Because for 10 years at least, the AMA and now DMG have struggled to find rules that would give production-based engines a chance against Harley-Davidson’s evergreen XR-750. (Not to downgrade anyone involved, but the win earlier this season by Joe Kopp and Ducati was a combination of skill, guts, luck and guile. Smith and Carr are both national winners and fought it out lap after lap, head to head and hand to hand, each very much aware of the other.)
It was only a matter of time for Kawasaki to take its first Twins-class victory. With 13-time Grand National Champion tuner Bill Werner (pictured) and three-time GNC champ Jay Springsteen in his corner, Bryan Smith had all the right ingredients in place.
Ducati and Triumph teams also made the national, and BMW-powered bikes have proven competitive. The win, Kawasaki’s first in the Twins class, should inspire, make that justify, more money, time and work from other brands, bringing, in turn, better racing, more fans and a new golden age for dirt-track.
Not that it would take all that much.
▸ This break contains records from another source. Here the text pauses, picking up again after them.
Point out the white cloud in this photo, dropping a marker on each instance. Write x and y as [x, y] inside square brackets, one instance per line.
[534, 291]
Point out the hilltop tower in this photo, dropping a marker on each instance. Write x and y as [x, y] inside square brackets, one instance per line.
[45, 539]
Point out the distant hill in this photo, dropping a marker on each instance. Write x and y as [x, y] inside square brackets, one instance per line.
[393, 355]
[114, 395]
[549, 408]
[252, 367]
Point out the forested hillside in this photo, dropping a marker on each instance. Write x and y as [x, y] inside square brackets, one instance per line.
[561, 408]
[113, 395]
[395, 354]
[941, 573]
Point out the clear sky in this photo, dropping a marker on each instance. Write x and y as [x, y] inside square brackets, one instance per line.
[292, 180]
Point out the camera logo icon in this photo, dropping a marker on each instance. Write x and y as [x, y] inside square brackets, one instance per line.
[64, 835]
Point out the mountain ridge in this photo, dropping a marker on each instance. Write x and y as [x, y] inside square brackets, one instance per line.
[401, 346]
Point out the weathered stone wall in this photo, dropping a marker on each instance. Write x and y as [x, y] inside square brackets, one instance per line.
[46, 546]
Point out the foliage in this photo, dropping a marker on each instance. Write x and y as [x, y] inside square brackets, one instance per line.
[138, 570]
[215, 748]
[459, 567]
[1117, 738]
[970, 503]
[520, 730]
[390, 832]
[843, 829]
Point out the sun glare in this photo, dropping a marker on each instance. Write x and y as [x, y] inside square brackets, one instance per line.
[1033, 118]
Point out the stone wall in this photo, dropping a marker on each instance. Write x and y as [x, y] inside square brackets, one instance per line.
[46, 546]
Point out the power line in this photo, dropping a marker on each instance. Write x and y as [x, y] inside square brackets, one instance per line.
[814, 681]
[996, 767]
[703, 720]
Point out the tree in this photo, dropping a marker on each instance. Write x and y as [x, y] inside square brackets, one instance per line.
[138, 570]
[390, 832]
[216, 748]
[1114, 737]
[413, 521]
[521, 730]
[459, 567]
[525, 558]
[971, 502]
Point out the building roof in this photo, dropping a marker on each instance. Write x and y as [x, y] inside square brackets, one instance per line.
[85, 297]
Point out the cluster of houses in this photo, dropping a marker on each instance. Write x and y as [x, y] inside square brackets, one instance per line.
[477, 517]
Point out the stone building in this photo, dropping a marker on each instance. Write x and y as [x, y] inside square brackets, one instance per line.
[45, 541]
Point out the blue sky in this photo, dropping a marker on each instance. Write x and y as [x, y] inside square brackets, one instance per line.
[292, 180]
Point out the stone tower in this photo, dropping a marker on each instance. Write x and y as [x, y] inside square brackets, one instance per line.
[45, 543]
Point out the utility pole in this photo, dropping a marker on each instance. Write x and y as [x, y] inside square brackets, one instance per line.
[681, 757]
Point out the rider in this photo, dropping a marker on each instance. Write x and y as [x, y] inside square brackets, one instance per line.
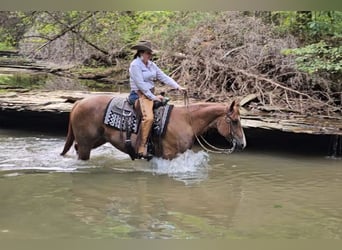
[143, 72]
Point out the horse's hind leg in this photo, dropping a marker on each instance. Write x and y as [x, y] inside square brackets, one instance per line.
[83, 152]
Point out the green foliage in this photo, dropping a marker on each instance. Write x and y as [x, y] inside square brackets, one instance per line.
[309, 26]
[318, 57]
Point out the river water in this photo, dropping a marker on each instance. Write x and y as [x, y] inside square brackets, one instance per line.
[249, 194]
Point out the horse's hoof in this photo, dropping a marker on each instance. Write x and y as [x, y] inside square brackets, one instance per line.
[147, 156]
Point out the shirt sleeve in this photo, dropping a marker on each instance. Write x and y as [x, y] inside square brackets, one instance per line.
[161, 76]
[137, 77]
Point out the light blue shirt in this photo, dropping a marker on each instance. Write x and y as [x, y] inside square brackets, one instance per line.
[142, 77]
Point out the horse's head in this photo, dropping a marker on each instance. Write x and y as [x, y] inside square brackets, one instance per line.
[229, 126]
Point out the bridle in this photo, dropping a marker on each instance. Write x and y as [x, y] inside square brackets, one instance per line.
[204, 143]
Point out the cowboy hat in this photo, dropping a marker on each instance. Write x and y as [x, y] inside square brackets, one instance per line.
[143, 45]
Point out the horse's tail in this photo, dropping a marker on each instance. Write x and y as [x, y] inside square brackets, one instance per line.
[70, 136]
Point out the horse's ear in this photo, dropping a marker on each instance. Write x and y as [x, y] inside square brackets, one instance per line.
[231, 108]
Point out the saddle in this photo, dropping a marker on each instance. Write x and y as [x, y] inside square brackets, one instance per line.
[121, 115]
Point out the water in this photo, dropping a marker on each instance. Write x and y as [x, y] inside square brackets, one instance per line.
[243, 195]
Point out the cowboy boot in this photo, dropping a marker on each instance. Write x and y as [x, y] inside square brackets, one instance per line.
[146, 107]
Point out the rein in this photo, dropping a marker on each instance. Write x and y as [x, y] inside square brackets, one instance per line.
[208, 147]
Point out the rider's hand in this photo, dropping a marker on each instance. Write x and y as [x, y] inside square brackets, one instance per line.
[183, 90]
[159, 98]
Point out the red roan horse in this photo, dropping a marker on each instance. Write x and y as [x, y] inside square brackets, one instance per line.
[87, 129]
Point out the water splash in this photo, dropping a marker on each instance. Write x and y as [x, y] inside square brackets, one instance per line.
[189, 167]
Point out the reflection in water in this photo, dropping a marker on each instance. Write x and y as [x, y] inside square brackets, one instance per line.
[243, 195]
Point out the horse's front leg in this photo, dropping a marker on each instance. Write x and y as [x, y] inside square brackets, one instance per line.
[174, 145]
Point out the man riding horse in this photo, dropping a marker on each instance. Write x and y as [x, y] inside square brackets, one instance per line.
[143, 72]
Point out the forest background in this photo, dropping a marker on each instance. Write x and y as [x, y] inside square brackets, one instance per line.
[274, 60]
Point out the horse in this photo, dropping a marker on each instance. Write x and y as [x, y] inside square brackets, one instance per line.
[186, 123]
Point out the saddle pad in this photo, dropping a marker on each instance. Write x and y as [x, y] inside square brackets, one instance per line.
[161, 119]
[120, 114]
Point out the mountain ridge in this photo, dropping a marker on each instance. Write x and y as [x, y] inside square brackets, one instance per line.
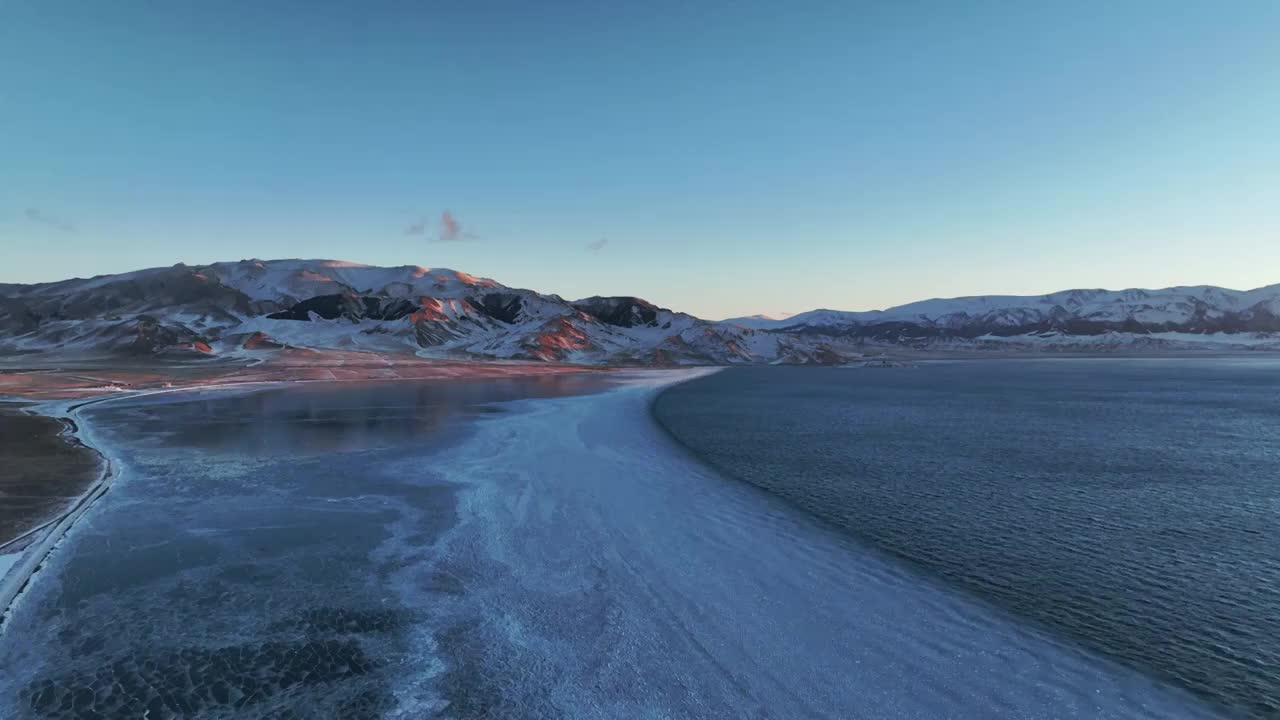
[252, 306]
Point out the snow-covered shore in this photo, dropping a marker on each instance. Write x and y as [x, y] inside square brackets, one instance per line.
[592, 569]
[603, 573]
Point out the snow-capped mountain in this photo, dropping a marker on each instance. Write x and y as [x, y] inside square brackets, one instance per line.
[254, 306]
[251, 306]
[1178, 317]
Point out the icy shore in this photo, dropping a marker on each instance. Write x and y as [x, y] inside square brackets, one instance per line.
[598, 572]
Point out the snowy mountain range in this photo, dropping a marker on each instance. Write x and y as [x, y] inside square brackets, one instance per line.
[251, 308]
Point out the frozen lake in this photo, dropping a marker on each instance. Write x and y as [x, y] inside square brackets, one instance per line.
[511, 548]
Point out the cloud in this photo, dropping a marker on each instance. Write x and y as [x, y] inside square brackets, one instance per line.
[449, 229]
[417, 227]
[41, 218]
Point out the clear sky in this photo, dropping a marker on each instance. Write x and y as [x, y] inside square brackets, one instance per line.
[717, 158]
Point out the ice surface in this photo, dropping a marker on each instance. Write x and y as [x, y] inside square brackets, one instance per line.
[597, 572]
[8, 561]
[562, 559]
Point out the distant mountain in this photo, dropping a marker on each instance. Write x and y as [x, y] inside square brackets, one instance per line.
[255, 308]
[1176, 315]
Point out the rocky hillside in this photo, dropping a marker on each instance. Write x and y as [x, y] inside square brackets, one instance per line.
[1175, 318]
[254, 308]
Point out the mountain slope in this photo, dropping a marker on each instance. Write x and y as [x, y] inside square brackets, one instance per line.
[252, 308]
[1211, 313]
[231, 309]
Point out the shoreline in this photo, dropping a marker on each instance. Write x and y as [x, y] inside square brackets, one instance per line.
[33, 546]
[648, 570]
[23, 555]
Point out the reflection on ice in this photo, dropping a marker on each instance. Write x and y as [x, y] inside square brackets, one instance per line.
[560, 560]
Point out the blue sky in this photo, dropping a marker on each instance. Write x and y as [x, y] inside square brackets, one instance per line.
[718, 158]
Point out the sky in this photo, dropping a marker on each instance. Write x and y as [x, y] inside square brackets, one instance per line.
[716, 158]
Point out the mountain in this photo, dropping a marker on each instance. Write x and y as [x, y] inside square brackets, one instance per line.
[255, 308]
[1175, 317]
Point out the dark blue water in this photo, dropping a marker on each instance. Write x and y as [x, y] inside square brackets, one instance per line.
[1130, 505]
Smith is fielded by Werner-Springsteen Racing—yes, the Willy and Jay of 30 years ago, except now it’s owner and coach, not tuner and rider. The main sponsor is Monster Energy, and Kawasaki supplies parts and cash for wins. Henry Wiles has the same deal. He won the iconic Peoria TT earlier this season on a Kawasaki 450 MXer, so the system works.
And, of course, the rest of the racing world got to see American racing at its best, hard-fought bring-it-on every lap. ”If you’re gonna win one,“ chortled Werner, ”this is the one to win.“ Two weeks later, at the legendary Springfield Mile, Smith and the Kawasaki again edged Carr and his Harley. Flat-track’s new Golden Age has arrived.